No one goes slack-jawed in wonder at the movies any more. In our cyber-enabled times, kid designers can mega-pixelate any old apocalypse on to the screen of your local Imax. It puts the new Mad Max in a strange relationship with its hoary forebears. Mel Gibson first fired up his turbo-jalopy back in 1979 (two sequels followed with ever bigger engines and hair extensions). All these years on, Mad Max: Fury Road has a narrow strip of tarmac to navigate: it must keep faith with the trilogy’s pre-digital va-va-voom, while serving up enough throaty thrills to raise a tingle on the desensitised dermis of today’s lard-bucket gamer. Does it pull this off? Does his Holiness ride a popemobile?
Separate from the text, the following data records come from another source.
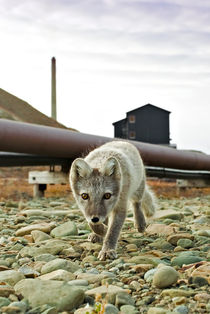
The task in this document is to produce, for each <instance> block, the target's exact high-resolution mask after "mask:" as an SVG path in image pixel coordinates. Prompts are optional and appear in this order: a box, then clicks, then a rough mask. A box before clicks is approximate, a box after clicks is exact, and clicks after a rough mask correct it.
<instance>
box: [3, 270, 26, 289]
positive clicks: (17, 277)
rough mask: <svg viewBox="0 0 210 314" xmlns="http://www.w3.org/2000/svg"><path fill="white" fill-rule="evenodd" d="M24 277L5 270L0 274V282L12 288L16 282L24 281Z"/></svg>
mask: <svg viewBox="0 0 210 314" xmlns="http://www.w3.org/2000/svg"><path fill="white" fill-rule="evenodd" d="M24 278H25V276H24V275H23V274H21V273H19V272H18V271H16V270H5V271H1V272H0V282H1V281H3V282H6V283H8V284H9V285H11V286H14V285H15V284H16V283H17V282H18V281H20V280H22V279H24Z"/></svg>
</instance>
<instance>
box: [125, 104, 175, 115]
mask: <svg viewBox="0 0 210 314" xmlns="http://www.w3.org/2000/svg"><path fill="white" fill-rule="evenodd" d="M146 107H147V108H148V107H152V108H156V109H159V110H162V111H165V112H168V113H169V114H170V113H171V112H170V111H168V110H165V109H163V108H160V107H157V106H154V105H152V104H146V105H144V106H141V107H138V108H136V109H133V110H130V111H128V112H127V114H128V113H131V112H134V111H139V110H142V109H144V108H146Z"/></svg>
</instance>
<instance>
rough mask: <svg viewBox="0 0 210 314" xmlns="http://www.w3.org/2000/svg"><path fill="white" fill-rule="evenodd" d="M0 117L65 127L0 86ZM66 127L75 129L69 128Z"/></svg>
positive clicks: (17, 120) (63, 125)
mask: <svg viewBox="0 0 210 314" xmlns="http://www.w3.org/2000/svg"><path fill="white" fill-rule="evenodd" d="M0 118H3V119H9V120H16V121H22V122H27V123H34V124H41V125H46V126H51V127H55V128H62V129H67V127H66V126H65V125H63V124H61V123H59V122H57V121H56V120H54V119H52V118H50V117H48V116H46V115H45V114H43V113H42V112H40V111H39V110H37V109H35V108H34V107H32V106H31V105H30V104H28V103H27V102H25V101H24V100H22V99H20V98H18V97H16V96H14V95H12V94H10V93H8V92H6V91H5V90H3V89H1V88H0ZM68 129H70V130H73V131H76V130H74V129H71V128H68Z"/></svg>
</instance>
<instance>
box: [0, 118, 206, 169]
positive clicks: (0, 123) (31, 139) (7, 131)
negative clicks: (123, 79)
mask: <svg viewBox="0 0 210 314" xmlns="http://www.w3.org/2000/svg"><path fill="white" fill-rule="evenodd" d="M112 140H113V139H112V138H109V137H102V136H97V135H90V134H84V133H79V132H73V131H69V130H65V129H58V128H52V127H47V126H40V125H35V124H28V123H22V122H16V121H9V120H4V119H1V120H0V151H7V152H18V153H27V154H37V155H42V156H49V157H63V158H71V159H74V158H76V157H78V156H81V155H82V154H84V153H87V152H88V151H89V150H91V149H93V148H94V147H97V146H99V145H102V144H104V143H106V142H108V141H112ZM131 142H132V143H133V144H134V145H135V146H136V147H137V148H138V150H139V151H140V153H141V156H142V158H143V160H144V163H145V164H146V165H149V166H158V167H165V168H174V169H186V170H210V155H206V154H202V153H198V152H190V151H181V150H176V149H172V148H169V147H164V146H159V145H154V144H147V143H142V142H135V141H131Z"/></svg>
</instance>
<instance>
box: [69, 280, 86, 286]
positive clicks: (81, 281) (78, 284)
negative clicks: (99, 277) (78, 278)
mask: <svg viewBox="0 0 210 314" xmlns="http://www.w3.org/2000/svg"><path fill="white" fill-rule="evenodd" d="M68 284H69V285H70V286H88V281H87V280H82V279H76V280H71V281H68Z"/></svg>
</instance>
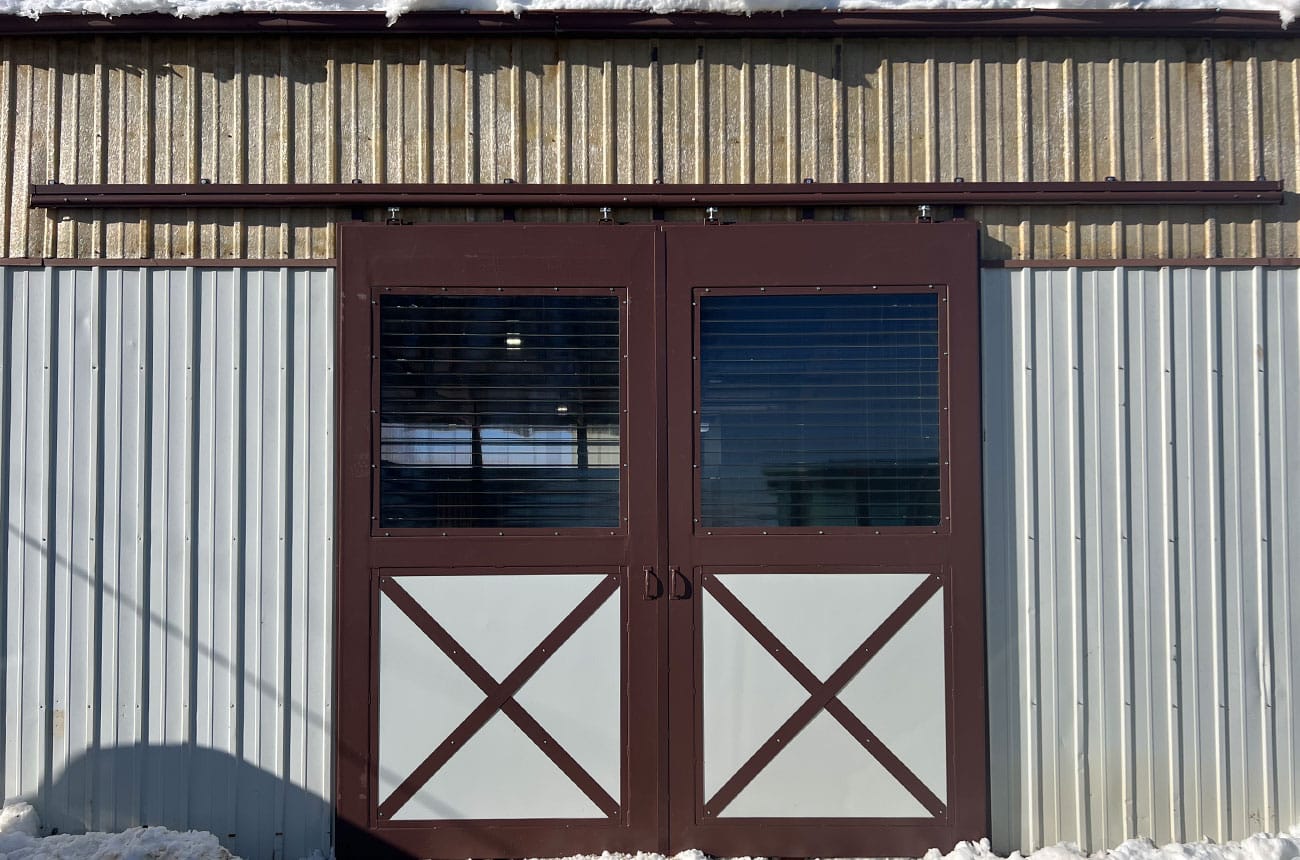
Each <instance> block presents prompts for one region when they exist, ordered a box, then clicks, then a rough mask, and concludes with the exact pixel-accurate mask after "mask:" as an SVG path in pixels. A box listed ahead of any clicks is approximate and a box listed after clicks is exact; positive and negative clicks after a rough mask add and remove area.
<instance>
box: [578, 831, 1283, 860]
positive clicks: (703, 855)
mask: <svg viewBox="0 0 1300 860" xmlns="http://www.w3.org/2000/svg"><path fill="white" fill-rule="evenodd" d="M556 860H560V859H556ZM562 860H708V857H707V855H705V854H701V852H699V851H682V852H681V854H677V855H673V856H671V857H667V856H664V855H662V854H610V852H606V854H602V855H585V856H584V855H578V856H573V857H564V859H562ZM733 860H753V859H751V857H736V859H733ZM922 860H1300V825H1296V826H1294V828H1291V830H1290V831H1287V833H1281V834H1278V835H1271V834H1268V833H1258V834H1256V835H1253V837H1251V838H1248V839H1243V841H1242V842H1226V843H1223V844H1216V843H1214V842H1210V841H1208V839H1205V841H1201V842H1188V843H1174V844H1167V846H1164V847H1158V846H1157V844H1156V843H1154V842H1152V841H1151V839H1130V841H1128V842H1125V843H1123V844H1121V846H1119V847H1118V848H1110V850H1109V851H1099V852H1096V854H1093V855H1087V854H1084V852H1082V851H1079V848H1078V846H1074V844H1070V843H1061V844H1058V846H1052V847H1050V848H1041V850H1039V851H1035V852H1034V854H1031V855H1028V856H1027V857H1026V856H1023V855H1021V852H1018V851H1014V852H1011V854H1010V855H1008V856H1002V855H998V854H995V852H993V851H992V850H991V848H989V844H988V839H982V841H979V842H959V843H957V847H954V848H953V850H952V851H949V852H948V854H944V852H943V851H940V850H939V848H931V850H930V851H927V852H926V856H924V857H923V859H922Z"/></svg>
This fourth instalment has been on director George Miller’s to-do list since the Nineties. It’s taken so long that its central notion — a future without ready access to water — barely qualifies as sci-fi. One casualty of the gestation is Gibson, currently impounded in the where-are-they-now file. Instead, performing essential repairs to the chassis while thumping along at 60, is Tom Hardy, our very own amalgam of rubber, teak and gristle. You’ve seen Hardy in all sorts, though probably not heard him say much. He says even less here beyond introducing himself as ‘the one who runs from both the living and the dead’. In short, new face, same old mopey loner who grunts and shunts. And does stunts: in one eye-popping sequence Hardy is precariously strapped like a prow to a rattling truck.
The other change is location. Out goes the outback, which maybe didn’t look parched enough to embody the dry-roasted future. In come the scorched umber sands, slithery dunes and craggy canyons of the Namib desert.